Sometimes it's not only 1 user that causes the problem. If multiple users who all run their jobs in a semi-bad way happen to run their jobs simultaiously, it could trigger this effect. This is the tricky part for the users, because they have run their jobs exactly the same way in the past without any problems. It's just that the never run their jobs at the same time as the other users, so nobody thinks they are the guilty party. This is also what makes it so hard to find which users are causing the problems. Sometimes it can even be a lot of users who all run their jobs in a good way that happend to overload the system, just because they happend to start their job at the same time that reads/writes to files in the same place in the file system.

Fortunately, it's easy to avoid this situation by always running your analysis using files that are located on the calculation nodes own hard drive. Instead of your jobs hammering Pica to read/write files, each job will only work on the nodes own hard drive. That way the load is spread over many more hard drives, and overloading Pica will happend much less. 

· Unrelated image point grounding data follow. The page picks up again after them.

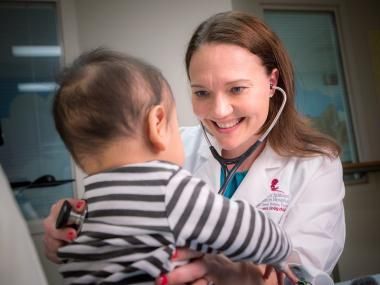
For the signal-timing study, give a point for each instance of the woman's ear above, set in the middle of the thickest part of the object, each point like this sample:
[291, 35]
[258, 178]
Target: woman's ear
[158, 128]
[273, 79]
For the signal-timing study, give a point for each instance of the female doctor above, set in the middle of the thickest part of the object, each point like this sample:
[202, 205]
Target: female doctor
[239, 72]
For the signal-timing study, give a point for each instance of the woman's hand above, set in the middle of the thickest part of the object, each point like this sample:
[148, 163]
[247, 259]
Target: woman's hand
[207, 269]
[54, 238]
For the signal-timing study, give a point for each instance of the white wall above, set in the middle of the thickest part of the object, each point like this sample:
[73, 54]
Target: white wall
[156, 31]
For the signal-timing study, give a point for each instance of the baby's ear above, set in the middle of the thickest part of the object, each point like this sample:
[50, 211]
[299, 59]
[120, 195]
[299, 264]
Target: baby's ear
[158, 128]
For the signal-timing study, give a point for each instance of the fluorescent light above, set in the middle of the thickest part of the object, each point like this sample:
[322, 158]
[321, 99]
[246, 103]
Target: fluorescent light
[36, 51]
[37, 87]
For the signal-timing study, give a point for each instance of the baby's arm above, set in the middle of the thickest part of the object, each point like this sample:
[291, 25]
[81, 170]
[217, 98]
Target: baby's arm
[205, 221]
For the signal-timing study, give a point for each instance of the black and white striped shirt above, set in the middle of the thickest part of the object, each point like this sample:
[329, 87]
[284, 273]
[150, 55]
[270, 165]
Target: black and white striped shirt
[138, 214]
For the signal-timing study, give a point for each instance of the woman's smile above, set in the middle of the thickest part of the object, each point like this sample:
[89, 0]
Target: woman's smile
[231, 93]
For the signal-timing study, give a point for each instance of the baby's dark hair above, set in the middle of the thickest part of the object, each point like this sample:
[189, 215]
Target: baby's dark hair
[367, 280]
[105, 95]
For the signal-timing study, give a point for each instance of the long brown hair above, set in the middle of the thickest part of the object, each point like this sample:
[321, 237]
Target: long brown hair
[292, 135]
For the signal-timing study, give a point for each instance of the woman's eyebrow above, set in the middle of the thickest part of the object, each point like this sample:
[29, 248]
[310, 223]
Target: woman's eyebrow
[238, 81]
[196, 86]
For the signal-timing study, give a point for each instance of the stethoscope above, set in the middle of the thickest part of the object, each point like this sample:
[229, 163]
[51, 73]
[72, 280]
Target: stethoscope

The hard drive of the node is located at /scratch, and each job that runs on a node gets a folder created automatically with the same name as the jobid, /scratch/<jobid>   This folder name is also stored in the environment variable $SNIC_TMP for ease of use. The idea is that you copy all the files you will be reading from to $SNIC_TMP the first thing that happens in the job. You then run your analysis and put all the output files in $SNIC_TMP as well. After the analysis is done, you copy back all the output files you want to keep to your projects nobackup folder. Everything in /scratch/<jobid> will be deleted as soon as the job is finished.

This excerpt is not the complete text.